This is the same pattern/bite that we use in the smaller lakes in SE Ohio for saugeye.


----------



## Big Dev (May 14, 2009)

Yes Gaterman,All These Pics Are Old And Ficticious,Those Fish Don't Exist,Just Like Imaginary Barnyard Animals Don't Exist,And The "Spring Fling"Fish On The Leaderboard At 55th Marina Are All Part Of A Mass Conspiracy-As For "Trolling"It Is An Art That You Must Spend Day's And Night's Of Pennance And Misery And Hour's Of Empty Cooler's To Achieve Success At This Art Form- You May Now Continue Watching The Glidden Semi-Gloss Dry.


----------



## Bob Why (Jul 16, 2004)

gaterman is a newbee.
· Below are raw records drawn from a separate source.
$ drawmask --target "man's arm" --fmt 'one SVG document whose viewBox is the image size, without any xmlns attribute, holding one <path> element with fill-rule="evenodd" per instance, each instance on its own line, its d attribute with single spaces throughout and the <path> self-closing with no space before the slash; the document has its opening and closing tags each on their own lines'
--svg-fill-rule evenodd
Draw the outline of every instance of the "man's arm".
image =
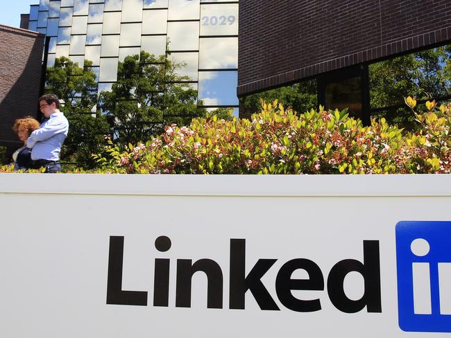
<svg viewBox="0 0 451 338">
<path fill-rule="evenodd" d="M 51 118 L 44 127 L 31 133 L 26 142 L 26 146 L 32 148 L 36 142 L 45 141 L 58 134 L 67 132 L 69 128 L 65 118 Z"/>
</svg>

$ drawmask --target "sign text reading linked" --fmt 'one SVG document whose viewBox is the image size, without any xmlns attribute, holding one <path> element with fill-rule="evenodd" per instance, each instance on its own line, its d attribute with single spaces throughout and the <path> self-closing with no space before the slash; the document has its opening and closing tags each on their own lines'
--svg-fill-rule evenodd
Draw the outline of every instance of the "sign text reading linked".
<svg viewBox="0 0 451 338">
<path fill-rule="evenodd" d="M 335 264 L 329 272 L 327 291 L 332 303 L 340 311 L 355 313 L 366 307 L 368 312 L 381 312 L 380 267 L 379 241 L 364 240 L 364 262 L 346 259 Z M 157 238 L 156 249 L 164 252 L 171 248 L 171 240 L 166 236 Z M 231 239 L 230 248 L 230 309 L 245 309 L 245 294 L 249 291 L 260 309 L 280 310 L 273 296 L 262 282 L 262 278 L 277 259 L 259 259 L 246 275 L 246 240 Z M 110 254 L 107 286 L 107 304 L 147 305 L 146 291 L 122 290 L 124 237 L 110 238 Z M 153 306 L 169 306 L 169 258 L 155 260 Z M 293 272 L 302 269 L 308 274 L 308 279 L 293 279 Z M 193 263 L 191 259 L 177 260 L 176 281 L 176 307 L 190 308 L 192 279 L 196 272 L 207 276 L 207 307 L 223 308 L 223 272 L 219 265 L 211 259 L 204 258 Z M 350 272 L 360 274 L 364 281 L 364 292 L 360 299 L 350 299 L 346 294 L 343 282 Z M 323 291 L 326 287 L 321 268 L 307 258 L 296 258 L 285 263 L 277 274 L 275 281 L 277 296 L 287 308 L 299 312 L 321 310 L 319 299 L 303 300 L 295 297 L 293 290 Z"/>
</svg>

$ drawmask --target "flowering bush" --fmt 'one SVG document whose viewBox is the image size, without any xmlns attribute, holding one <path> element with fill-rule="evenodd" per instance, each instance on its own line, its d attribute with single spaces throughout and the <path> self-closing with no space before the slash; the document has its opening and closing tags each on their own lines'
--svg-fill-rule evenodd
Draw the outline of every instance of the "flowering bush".
<svg viewBox="0 0 451 338">
<path fill-rule="evenodd" d="M 410 97 L 406 103 L 416 105 Z M 110 140 L 109 157 L 94 157 L 104 171 L 124 173 L 450 173 L 451 105 L 427 107 L 416 114 L 418 132 L 403 135 L 383 118 L 364 127 L 346 111 L 297 115 L 262 103 L 251 121 L 196 118 L 125 150 Z"/>
</svg>

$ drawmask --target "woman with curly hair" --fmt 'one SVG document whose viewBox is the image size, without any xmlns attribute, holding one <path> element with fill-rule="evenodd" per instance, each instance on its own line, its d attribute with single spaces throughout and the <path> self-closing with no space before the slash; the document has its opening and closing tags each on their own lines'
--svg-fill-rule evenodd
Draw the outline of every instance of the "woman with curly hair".
<svg viewBox="0 0 451 338">
<path fill-rule="evenodd" d="M 15 170 L 26 170 L 31 168 L 31 149 L 26 148 L 26 140 L 39 127 L 39 122 L 31 116 L 17 118 L 15 122 L 12 130 L 19 136 L 19 139 L 24 142 L 24 145 L 12 154 Z"/>
</svg>

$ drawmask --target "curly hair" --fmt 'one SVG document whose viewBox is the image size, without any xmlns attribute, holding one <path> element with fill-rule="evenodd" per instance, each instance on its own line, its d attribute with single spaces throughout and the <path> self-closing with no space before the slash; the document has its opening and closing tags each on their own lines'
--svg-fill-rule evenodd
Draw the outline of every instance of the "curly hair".
<svg viewBox="0 0 451 338">
<path fill-rule="evenodd" d="M 37 122 L 36 119 L 31 116 L 25 116 L 23 118 L 17 118 L 16 120 L 12 126 L 12 130 L 14 130 L 14 132 L 17 134 L 19 132 L 19 127 L 23 127 L 28 130 L 28 135 L 30 135 L 33 132 L 39 129 L 40 125 L 39 122 Z"/>
</svg>

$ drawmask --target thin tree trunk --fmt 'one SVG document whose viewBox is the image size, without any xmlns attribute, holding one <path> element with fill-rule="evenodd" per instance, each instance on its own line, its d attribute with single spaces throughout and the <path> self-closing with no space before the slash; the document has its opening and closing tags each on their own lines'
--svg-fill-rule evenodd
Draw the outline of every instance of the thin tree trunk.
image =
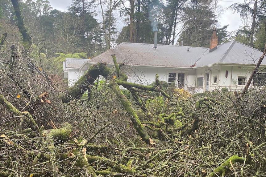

He doesn't know who the Masters of the Dark are. He sleeps while the cold wind and rain are pouring down on Donkey. Yes, gaterman, some of us have been fishing when conditions allow. And some fish in conditions that keep others of us home.


----------



## donkey (Aug 28, 2004)

Bob Why said:


> gaterman is a newbee. He doesn't know who the Masters of the Dark are. He sleeps while the cold wind and rain are pouring down on Donkey. Yes, gaterman, some of us have been fishing when conditions allow. And some fish in conditions that keep others of us home.


Dealing with the Rain








The Hard Top


----------



## buck.eyehunter (May 27, 2007)

Nice fish! looks like a good spring night bite this year finally and I missed it.


----------